July 22, 2025

When Your Soul Won't Stop Knocking

When Your Soul Won't Stop Knocking

The morning after my 40th birthday, I woke up in a new apartment with a visceral feeling I can only describe as death. Not thoughts about death, or wanting to die, but an actual feeling in and around me. I thought it was the hangover talking. I thought it was the anxiety of just moving. I thought it was the stress of building a new business.

But even after the alcohol cleared my system, after my boxes were unpacked and my life arranged neatly in its new cabinets and drawers, the weight remained. It lingered like an unwanted smell on a humid day, following me everywhere I went.

Five-plus years later, I know with full certainty: the energy I felt was my soul banging on the front door saying, let me in. We need to talk.

I kept the door closed, but that didn't stop the conversation from happening.

Over the next several years, I found myself bombarded with relentless questions that felt like an interrogation. What the fuck are you doing? Not just today, but with this life. When it's all said and done, how will you look back on it? Is this how you're going to live your life?

I've often been told I'm too hard on myself. The truth is, I was living so far out of alignment with my core values and integrity — and I knew it.

I'm one of those who learns the hard way. I'll avoid making the necessary changes and instead exhaust myself trying to rearrange the world around me. A new man, a new workout, a new career, a new wardrobe, new friends.

But this voice outside the door wouldn't let me escape into my usual distractions.

Finally, around 43, I reached a point of no return. I opened the door and took a long, honest look in the mirror. It was the first time I didn't turn away from what I saw.

To say I didn't like what I saw would be the understatement of my lifetime. And frankly, I was out of excuses — and tired of my own bullshit.

The process was uncomfortable as hell. There's a reason most of us avoid this kind of deep self-examination. It's easier to stay busy, to keep moving, to assume we'll figure it out later.

I was humbled beyond measure. And five years later, I can see it was the greatest gift I could've given myself.

Through the regret, doubt, and fear, I came to understand something simple but profound: this is life. We are constantly seeing ourselves with new eyes, clearing out old stories to make room for what's true now.

My forties gave me clarity on the questions I had avoided for decades. What kind of person do I want to be? What would it look like to live a life I could shamelessly own?

Around that time, I had been reading books like Pussy: A Reclamation, Existential Kink, Goddesses Never Age — and was inspired to be in my body. Not necessarily sexually, but with presence, intentionality, and ritual.

The questions started to change.

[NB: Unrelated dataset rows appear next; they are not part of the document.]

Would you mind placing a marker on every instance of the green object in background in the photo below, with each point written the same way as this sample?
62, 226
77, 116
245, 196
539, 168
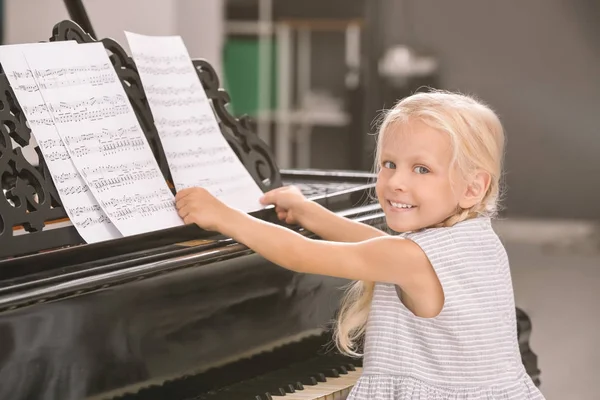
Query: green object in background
240, 64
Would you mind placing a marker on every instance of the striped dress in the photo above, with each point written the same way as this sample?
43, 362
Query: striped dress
470, 350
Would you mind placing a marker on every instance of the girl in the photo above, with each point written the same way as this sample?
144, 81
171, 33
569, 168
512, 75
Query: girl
434, 304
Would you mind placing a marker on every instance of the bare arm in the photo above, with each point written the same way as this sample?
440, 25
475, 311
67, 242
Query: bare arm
330, 226
381, 259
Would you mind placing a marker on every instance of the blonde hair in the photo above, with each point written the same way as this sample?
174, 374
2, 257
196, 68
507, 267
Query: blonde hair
477, 139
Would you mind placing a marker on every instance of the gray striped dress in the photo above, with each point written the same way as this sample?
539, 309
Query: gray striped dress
470, 350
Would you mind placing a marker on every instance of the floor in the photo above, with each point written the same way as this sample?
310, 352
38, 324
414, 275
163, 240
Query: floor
556, 275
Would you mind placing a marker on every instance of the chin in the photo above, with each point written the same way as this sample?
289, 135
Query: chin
402, 226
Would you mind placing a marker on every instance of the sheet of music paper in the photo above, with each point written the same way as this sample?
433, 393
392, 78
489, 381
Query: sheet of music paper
197, 152
81, 206
97, 124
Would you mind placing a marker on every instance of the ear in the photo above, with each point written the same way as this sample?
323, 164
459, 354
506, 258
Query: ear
476, 189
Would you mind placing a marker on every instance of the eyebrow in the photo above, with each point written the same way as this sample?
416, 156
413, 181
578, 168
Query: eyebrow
418, 158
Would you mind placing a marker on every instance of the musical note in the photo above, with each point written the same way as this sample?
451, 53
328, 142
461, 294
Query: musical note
197, 152
79, 203
102, 135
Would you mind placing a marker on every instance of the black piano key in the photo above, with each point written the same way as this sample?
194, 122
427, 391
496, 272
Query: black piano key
290, 379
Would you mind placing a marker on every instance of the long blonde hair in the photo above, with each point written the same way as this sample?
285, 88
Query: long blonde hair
478, 140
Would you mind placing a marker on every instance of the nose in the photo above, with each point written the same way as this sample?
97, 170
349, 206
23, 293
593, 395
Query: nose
398, 181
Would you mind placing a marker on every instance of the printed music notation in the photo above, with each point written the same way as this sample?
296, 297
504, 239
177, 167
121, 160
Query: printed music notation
79, 203
197, 152
95, 121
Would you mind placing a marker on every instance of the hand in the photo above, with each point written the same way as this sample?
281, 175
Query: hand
289, 203
198, 206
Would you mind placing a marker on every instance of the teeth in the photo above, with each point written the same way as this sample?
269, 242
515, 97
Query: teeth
401, 205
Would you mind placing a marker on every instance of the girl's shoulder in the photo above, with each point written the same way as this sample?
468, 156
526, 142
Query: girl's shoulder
475, 236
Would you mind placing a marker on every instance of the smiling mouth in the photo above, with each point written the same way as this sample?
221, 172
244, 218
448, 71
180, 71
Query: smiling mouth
401, 206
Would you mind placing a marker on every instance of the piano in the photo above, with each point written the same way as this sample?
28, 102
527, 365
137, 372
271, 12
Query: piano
176, 314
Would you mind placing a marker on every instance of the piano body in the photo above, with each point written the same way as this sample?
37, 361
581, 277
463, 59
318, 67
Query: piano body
176, 314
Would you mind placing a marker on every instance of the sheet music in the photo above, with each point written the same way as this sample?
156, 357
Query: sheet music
102, 135
79, 203
197, 152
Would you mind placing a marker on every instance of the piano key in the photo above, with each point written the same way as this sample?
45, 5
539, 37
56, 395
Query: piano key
333, 389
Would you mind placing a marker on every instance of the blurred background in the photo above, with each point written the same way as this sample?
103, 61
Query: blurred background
315, 74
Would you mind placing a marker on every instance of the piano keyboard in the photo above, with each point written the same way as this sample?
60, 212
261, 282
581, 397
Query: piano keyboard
334, 389
329, 377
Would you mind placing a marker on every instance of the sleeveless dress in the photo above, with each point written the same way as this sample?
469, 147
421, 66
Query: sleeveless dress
470, 350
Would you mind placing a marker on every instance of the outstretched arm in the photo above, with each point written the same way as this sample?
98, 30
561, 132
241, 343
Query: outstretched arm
293, 207
387, 259
330, 226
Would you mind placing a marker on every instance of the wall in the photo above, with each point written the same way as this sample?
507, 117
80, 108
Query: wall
538, 64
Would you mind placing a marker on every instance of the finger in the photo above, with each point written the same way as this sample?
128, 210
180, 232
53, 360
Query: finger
182, 202
183, 193
271, 196
184, 211
188, 220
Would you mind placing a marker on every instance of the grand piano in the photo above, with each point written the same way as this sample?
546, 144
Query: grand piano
176, 314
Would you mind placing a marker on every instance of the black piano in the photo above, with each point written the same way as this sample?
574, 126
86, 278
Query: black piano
176, 314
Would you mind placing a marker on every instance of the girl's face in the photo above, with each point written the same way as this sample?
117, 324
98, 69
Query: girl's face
417, 185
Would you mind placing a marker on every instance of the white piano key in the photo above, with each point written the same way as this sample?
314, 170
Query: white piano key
334, 389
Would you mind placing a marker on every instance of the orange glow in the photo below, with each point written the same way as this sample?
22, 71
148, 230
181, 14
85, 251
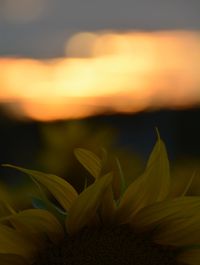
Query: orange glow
119, 72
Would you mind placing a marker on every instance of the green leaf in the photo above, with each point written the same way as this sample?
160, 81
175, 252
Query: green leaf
89, 160
85, 206
60, 188
151, 187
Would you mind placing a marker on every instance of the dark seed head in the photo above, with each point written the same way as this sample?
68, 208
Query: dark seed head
107, 246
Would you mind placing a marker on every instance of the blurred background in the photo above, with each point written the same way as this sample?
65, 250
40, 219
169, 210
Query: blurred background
96, 74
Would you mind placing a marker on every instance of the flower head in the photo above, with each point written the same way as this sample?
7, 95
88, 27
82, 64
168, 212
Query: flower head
160, 224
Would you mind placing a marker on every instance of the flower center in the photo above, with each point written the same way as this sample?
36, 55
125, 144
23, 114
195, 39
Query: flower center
119, 245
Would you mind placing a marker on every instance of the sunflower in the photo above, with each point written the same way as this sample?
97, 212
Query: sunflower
151, 221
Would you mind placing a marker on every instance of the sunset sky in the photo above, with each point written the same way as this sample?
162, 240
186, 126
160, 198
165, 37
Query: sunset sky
65, 59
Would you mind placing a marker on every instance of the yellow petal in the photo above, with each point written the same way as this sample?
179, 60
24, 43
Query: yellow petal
60, 188
12, 259
119, 183
14, 242
89, 160
163, 212
190, 257
85, 206
151, 187
38, 222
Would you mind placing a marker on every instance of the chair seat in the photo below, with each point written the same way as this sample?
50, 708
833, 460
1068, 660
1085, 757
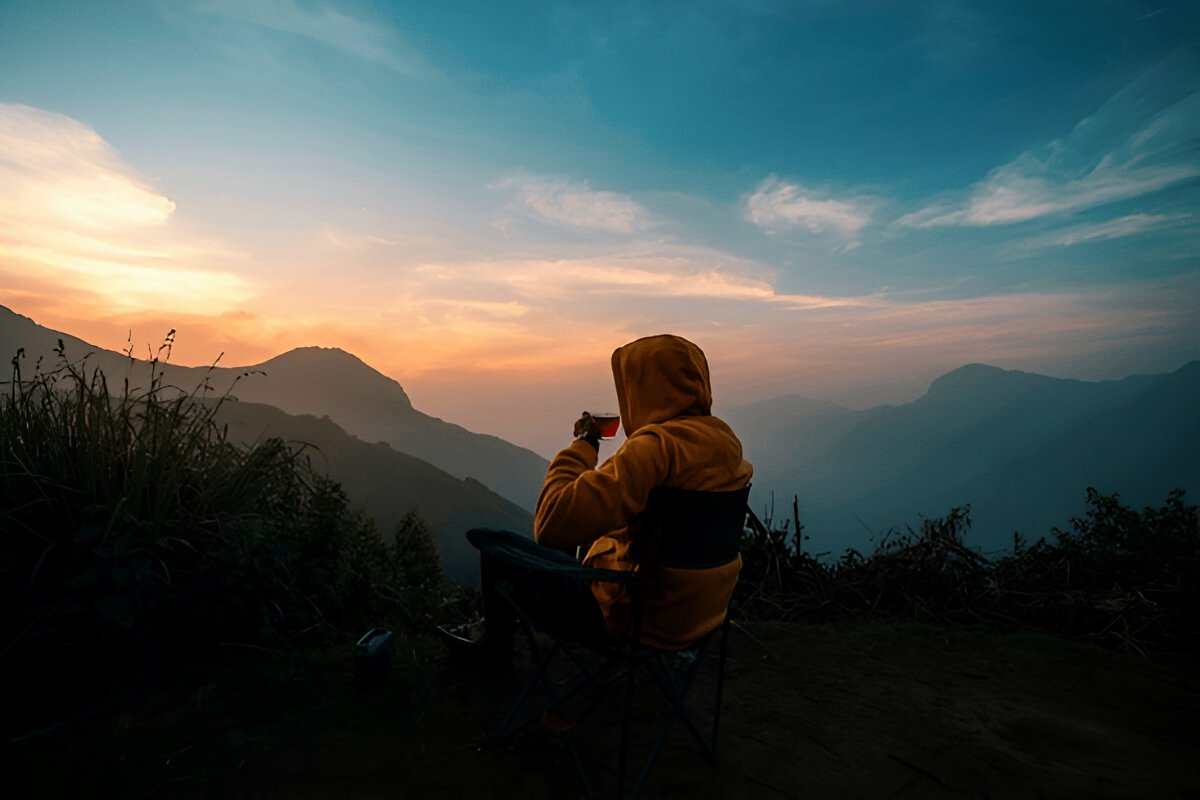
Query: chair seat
681, 529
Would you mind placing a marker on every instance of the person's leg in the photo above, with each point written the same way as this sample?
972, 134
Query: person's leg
562, 605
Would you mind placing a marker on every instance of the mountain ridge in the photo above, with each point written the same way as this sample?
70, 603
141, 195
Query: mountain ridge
363, 400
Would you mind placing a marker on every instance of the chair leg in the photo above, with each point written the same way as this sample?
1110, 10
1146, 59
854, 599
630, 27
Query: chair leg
720, 681
627, 719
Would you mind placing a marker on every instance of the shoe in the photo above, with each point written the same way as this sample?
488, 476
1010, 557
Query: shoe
467, 644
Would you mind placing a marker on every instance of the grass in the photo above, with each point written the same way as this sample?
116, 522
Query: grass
1117, 577
133, 536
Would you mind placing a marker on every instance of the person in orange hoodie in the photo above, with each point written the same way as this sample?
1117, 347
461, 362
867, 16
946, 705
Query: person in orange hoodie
672, 441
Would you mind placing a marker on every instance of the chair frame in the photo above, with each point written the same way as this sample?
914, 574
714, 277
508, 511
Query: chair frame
635, 656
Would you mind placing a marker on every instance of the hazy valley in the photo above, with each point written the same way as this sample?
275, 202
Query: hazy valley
1019, 447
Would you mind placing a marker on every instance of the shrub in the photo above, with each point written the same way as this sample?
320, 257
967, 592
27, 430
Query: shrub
1120, 576
133, 534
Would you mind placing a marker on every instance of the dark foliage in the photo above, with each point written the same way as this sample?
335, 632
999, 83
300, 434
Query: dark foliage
133, 536
1117, 576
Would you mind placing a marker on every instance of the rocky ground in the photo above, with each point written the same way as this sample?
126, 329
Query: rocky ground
813, 711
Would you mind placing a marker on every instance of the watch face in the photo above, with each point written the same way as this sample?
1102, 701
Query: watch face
609, 425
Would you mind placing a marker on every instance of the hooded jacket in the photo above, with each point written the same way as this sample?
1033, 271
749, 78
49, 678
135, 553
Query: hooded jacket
672, 440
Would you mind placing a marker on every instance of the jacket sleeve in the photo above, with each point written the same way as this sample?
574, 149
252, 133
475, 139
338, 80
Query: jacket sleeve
579, 503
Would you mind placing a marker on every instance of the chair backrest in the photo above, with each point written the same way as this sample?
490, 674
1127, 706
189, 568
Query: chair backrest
690, 529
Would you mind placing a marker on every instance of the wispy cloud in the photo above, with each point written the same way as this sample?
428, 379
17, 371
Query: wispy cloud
777, 204
72, 209
322, 22
1140, 142
1127, 226
575, 203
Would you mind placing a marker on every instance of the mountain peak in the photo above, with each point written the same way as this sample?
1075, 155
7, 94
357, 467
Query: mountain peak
979, 378
345, 372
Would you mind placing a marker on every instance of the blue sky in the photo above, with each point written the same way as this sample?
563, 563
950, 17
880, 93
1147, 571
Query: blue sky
839, 199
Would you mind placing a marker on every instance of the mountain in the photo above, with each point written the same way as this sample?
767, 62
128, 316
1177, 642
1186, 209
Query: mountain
1020, 447
379, 477
322, 383
387, 483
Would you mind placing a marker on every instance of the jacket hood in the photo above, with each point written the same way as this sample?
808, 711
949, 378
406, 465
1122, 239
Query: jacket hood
660, 378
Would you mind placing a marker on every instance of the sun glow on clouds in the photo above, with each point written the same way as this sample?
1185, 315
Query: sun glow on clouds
72, 210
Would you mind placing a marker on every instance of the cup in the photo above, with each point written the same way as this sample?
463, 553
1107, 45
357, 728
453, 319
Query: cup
610, 423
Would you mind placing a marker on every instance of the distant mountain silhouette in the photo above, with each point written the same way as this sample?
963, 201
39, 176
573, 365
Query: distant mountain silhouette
382, 479
387, 483
324, 382
1020, 447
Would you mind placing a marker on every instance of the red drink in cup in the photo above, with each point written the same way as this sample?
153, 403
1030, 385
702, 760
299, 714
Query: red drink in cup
609, 425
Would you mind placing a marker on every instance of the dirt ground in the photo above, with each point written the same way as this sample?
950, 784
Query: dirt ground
813, 711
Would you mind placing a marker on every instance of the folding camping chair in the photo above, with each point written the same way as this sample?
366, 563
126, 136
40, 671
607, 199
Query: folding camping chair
681, 529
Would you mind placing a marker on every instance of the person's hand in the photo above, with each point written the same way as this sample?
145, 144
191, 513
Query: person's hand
587, 428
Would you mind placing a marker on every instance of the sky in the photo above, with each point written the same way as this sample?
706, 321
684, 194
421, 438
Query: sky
484, 199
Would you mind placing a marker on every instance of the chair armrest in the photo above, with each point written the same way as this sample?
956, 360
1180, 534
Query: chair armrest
528, 559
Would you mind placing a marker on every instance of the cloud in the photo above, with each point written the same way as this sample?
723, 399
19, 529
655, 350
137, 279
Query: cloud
1140, 142
328, 25
781, 204
72, 209
1127, 226
575, 203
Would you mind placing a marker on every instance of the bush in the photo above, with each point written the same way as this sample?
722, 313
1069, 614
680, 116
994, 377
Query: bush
133, 535
1117, 576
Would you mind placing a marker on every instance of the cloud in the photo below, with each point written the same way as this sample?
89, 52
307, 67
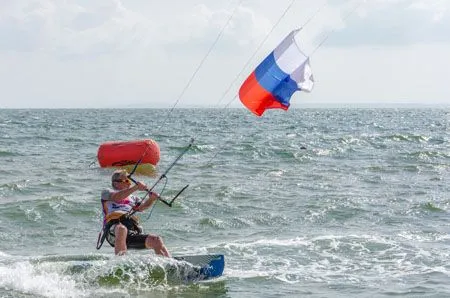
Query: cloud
74, 29
395, 22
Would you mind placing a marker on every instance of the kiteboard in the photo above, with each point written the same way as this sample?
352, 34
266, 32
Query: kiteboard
205, 266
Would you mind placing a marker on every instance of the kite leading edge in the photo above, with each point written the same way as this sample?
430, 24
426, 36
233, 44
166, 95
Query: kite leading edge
284, 71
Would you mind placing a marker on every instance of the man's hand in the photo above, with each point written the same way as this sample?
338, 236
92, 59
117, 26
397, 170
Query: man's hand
141, 185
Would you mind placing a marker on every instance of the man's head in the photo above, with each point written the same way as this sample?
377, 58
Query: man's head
119, 179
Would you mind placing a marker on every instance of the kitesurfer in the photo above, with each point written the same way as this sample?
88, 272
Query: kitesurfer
121, 230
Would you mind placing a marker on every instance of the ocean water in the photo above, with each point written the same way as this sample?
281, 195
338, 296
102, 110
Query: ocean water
304, 203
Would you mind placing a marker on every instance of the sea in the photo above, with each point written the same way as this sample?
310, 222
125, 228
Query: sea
310, 202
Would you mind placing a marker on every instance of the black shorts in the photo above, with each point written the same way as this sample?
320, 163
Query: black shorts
134, 240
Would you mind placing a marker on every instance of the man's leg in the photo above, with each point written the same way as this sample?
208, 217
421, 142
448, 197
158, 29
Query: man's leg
120, 244
156, 243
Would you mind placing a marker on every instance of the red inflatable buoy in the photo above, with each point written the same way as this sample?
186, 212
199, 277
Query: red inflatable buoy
128, 153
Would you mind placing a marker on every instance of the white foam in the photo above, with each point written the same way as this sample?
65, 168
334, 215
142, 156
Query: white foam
23, 277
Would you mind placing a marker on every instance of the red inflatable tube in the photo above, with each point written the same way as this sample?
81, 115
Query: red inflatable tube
118, 154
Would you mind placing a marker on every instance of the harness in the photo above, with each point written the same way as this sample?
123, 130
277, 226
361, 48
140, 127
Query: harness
131, 222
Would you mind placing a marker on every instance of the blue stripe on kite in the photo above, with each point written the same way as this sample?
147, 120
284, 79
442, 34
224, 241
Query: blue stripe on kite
270, 76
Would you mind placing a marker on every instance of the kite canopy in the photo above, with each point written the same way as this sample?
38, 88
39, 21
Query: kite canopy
284, 71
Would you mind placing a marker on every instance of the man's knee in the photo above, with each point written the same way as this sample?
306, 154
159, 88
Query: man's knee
120, 230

What does it mean to be fully alive? How can I live a life that feels full and turned on?

That's when I realized: the knocking had stopped. I had opened the door — and I heard the answer.

I wanted to live an erotic life.

Eroticism is about desire as life force — the fundamental drive that makes us create, connect, and feel fully alive. It's not confined to bedrooms. It's about bringing that same intensity and presence to every aspect of life.

The unfortunate reality is that most of us spend decades not consciously living. We stay in jobs that drain us, relationships that shrink us, patterns that numb us — because they're familiar.

But eventually, the pain of staying the same becomes greater than the fear of change. And that's often what wakes us up.

For me, living an erotic life means feeling into it all. The stimulation of city lights. The aliveness of my children's words. The warmth of my coffee as I inhale its scent. Eroticism is experiencing it all — not mindlessly consuming.

Five years later, I can see how that uncomfortable awakening at 40 was the best thing that ever happened to me. It forced me to stop sleepwalking through my own life and start making conscious choices about how I wanted to show up in the world.

That midlife reckoning wasn't a crisis to survive. It was an invitation to truly begin living.

There's still time. And midlife — with all its uncomfortable-ness and inconvenient truths — might just be the exact right time to begin.